Case Study 37.2: The "Spotify Sound" — How Streaming Algorithms Homogenized Pop Music

The Complaint

By approximately 2016-2018, a complaint had become common enough among music critics, artists, and listeners that it was being discussed in mainstream publications: popular music was beginning to sound the same. Not just "modern pop sounds like modern pop" — that has always been true — but something more specific: the variance within mainstream popular music seemed to be contracting. Songs felt similar in tempo, similar in energy, similar in emotional valence, similar in production approach. The guitar solo had largely disappeared from mainstream pop. The dramatic slow build was replaced by immediate hook delivery.
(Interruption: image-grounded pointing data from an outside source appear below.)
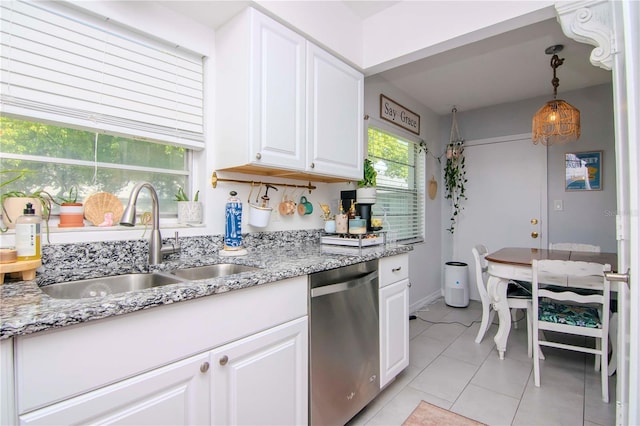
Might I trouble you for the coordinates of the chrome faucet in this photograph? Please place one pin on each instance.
(156, 249)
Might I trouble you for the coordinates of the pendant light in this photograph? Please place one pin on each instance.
(557, 122)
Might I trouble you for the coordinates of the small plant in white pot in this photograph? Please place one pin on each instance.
(189, 212)
(71, 211)
(366, 192)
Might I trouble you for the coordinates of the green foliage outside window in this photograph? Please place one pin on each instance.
(61, 157)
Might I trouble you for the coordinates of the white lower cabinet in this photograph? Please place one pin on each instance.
(394, 317)
(177, 394)
(262, 379)
(191, 363)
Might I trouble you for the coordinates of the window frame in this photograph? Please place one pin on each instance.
(419, 176)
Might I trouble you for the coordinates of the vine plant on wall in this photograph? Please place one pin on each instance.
(455, 175)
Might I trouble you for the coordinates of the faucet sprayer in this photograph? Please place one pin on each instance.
(156, 249)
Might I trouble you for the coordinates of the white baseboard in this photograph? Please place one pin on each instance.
(425, 301)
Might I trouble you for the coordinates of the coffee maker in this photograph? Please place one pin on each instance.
(363, 210)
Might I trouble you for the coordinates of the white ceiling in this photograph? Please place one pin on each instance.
(504, 68)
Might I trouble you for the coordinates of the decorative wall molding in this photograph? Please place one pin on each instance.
(590, 22)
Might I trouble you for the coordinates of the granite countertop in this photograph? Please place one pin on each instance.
(25, 309)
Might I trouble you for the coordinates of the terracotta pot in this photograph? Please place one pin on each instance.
(366, 195)
(14, 208)
(71, 215)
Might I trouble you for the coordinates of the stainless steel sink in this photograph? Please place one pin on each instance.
(212, 271)
(99, 287)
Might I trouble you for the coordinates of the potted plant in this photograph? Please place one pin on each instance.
(455, 178)
(14, 202)
(71, 211)
(189, 212)
(366, 192)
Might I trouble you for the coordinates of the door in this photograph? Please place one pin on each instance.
(507, 204)
(262, 379)
(335, 117)
(277, 119)
(177, 394)
(394, 330)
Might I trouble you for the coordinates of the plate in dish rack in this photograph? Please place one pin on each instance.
(102, 208)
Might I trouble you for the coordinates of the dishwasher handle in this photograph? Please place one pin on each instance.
(344, 285)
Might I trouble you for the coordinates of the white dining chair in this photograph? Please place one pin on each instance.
(574, 247)
(516, 300)
(566, 311)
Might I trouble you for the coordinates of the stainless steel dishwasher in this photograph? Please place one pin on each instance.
(344, 342)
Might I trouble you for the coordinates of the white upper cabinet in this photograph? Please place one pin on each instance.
(284, 106)
(335, 115)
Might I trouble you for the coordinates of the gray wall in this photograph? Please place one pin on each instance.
(588, 216)
(424, 260)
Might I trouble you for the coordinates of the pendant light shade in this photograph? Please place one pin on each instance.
(557, 122)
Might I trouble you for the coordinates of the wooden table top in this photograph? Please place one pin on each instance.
(521, 256)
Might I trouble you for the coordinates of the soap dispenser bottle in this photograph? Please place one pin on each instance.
(28, 234)
(233, 225)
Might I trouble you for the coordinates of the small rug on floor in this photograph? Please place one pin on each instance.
(426, 414)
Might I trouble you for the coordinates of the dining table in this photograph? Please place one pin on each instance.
(514, 263)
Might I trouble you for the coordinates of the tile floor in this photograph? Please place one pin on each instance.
(448, 369)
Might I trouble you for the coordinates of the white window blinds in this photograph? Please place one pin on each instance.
(400, 184)
(67, 67)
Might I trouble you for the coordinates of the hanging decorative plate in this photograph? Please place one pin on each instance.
(103, 209)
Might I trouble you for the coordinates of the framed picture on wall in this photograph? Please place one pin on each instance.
(583, 171)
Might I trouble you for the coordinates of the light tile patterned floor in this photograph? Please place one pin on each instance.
(448, 369)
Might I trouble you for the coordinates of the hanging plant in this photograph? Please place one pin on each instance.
(455, 175)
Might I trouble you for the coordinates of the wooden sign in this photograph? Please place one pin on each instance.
(400, 116)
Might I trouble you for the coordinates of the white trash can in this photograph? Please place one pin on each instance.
(456, 284)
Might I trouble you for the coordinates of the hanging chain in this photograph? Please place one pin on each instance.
(555, 63)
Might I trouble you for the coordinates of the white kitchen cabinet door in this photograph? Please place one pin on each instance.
(262, 379)
(394, 330)
(260, 95)
(177, 394)
(277, 97)
(335, 117)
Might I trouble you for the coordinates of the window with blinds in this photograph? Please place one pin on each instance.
(67, 67)
(89, 103)
(400, 183)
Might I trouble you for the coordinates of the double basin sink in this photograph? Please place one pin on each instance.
(100, 287)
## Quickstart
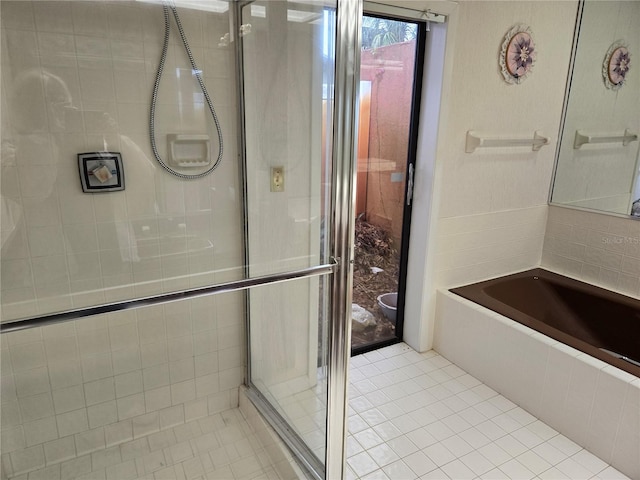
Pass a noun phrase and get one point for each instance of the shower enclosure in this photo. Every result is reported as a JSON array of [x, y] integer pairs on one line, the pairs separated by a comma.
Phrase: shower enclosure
[[141, 305]]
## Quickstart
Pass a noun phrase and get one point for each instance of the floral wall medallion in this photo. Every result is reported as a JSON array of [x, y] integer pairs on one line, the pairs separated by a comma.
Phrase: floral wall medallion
[[518, 54], [616, 65]]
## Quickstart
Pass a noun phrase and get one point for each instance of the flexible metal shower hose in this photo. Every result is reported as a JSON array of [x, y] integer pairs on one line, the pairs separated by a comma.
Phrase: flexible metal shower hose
[[154, 97]]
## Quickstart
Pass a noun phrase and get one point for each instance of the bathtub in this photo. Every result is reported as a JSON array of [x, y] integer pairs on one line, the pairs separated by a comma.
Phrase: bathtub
[[522, 335]]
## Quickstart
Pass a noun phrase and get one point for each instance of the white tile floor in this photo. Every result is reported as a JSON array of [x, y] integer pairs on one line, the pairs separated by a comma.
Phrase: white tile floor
[[412, 416], [217, 447], [420, 416]]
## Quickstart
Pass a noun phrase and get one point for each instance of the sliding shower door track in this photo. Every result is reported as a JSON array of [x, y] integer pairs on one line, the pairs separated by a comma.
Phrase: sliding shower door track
[[237, 285]]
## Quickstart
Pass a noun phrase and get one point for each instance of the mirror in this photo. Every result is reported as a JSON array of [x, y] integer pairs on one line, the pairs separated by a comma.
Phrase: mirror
[[597, 166]]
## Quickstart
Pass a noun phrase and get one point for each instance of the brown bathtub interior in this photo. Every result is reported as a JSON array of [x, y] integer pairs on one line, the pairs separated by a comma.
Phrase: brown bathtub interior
[[580, 315]]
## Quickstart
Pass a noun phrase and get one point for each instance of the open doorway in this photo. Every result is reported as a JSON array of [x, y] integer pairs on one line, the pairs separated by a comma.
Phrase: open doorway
[[390, 88]]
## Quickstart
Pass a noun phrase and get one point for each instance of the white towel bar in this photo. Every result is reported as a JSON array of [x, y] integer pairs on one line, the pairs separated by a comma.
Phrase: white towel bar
[[474, 140], [626, 138]]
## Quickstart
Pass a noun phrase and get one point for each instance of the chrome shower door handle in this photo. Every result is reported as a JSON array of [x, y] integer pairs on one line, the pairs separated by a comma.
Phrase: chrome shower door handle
[[410, 185]]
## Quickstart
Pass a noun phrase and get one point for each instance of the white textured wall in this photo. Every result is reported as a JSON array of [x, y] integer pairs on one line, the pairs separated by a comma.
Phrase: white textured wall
[[597, 248], [601, 176], [78, 387], [491, 205]]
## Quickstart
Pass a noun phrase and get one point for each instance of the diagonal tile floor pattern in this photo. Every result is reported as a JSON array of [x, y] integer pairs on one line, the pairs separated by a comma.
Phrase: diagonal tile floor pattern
[[418, 416]]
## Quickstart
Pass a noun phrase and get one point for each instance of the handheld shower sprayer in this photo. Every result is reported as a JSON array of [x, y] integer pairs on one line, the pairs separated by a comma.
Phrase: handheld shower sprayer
[[167, 8]]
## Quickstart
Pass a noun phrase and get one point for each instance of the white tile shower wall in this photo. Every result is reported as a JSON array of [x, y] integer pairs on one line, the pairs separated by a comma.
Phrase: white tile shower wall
[[600, 249], [77, 77], [594, 404], [85, 386]]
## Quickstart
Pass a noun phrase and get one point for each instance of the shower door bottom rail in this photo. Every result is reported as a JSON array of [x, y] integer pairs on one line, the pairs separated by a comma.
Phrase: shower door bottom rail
[[236, 285]]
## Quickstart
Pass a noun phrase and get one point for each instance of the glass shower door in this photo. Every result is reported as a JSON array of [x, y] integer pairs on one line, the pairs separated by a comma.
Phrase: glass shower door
[[295, 215], [288, 62]]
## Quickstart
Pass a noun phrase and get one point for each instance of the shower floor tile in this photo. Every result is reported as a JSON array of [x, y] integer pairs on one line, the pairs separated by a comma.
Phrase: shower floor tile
[[419, 416], [217, 447]]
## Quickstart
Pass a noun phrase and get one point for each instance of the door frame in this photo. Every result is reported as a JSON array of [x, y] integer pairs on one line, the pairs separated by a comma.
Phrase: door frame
[[398, 14]]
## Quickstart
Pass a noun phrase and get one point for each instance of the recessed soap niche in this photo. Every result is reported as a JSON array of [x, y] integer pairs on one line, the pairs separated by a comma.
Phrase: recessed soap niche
[[189, 151], [101, 172]]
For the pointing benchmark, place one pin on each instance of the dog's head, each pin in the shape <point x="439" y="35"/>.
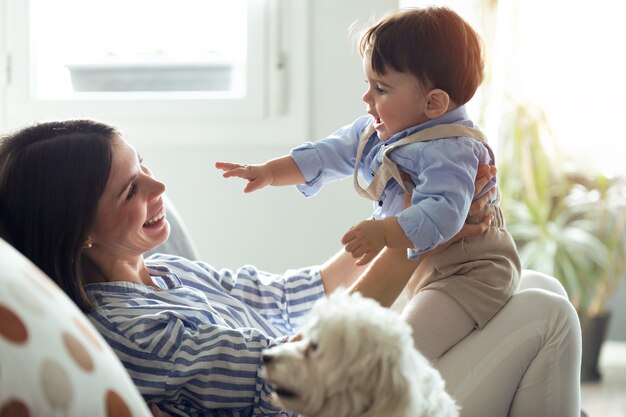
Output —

Dynamic contrast was compressed away. The unique sonic fingerprint of specific recording studios, specific equipment, and specific production approaches — what audiophiles call "character" — was increasingly absent.

The blame, rightly or wrongly, was placed on Spotify.

The Evidence: What Researchers Found

Several academic studies analyzed Spotify API data from large samples of tracks released across multiple decades and compared them on acoustic features. The findings, while not uniformly consistent, pointed in a consistent direction for the mainstream tier:

Tempo convergence. The distribution of tempos in Billboard Hot 100 charting songs narrowed between 2010 and 2020. Songs in the 90-130 BPM range became increasingly dominant; songs outside this range became increasingly rare in the top tier.

Loudness stabilization (post-streaming). Loudness continued to be high but actually became somewhat less variable post-streaming normalization (2017-onward), as the competitive advantage of extreme over-mastering decreased.

Declining timbral diversity. Research by Mauch et al. (2015, published in Royal Society Open Science) analyzed a large corpus of popular music from 1960-2010 and found that timbral variety — the diversity of instrument combinations and recording textures — had been declining since the early 1980s. Streaming accelerated this trend in the most popular tier.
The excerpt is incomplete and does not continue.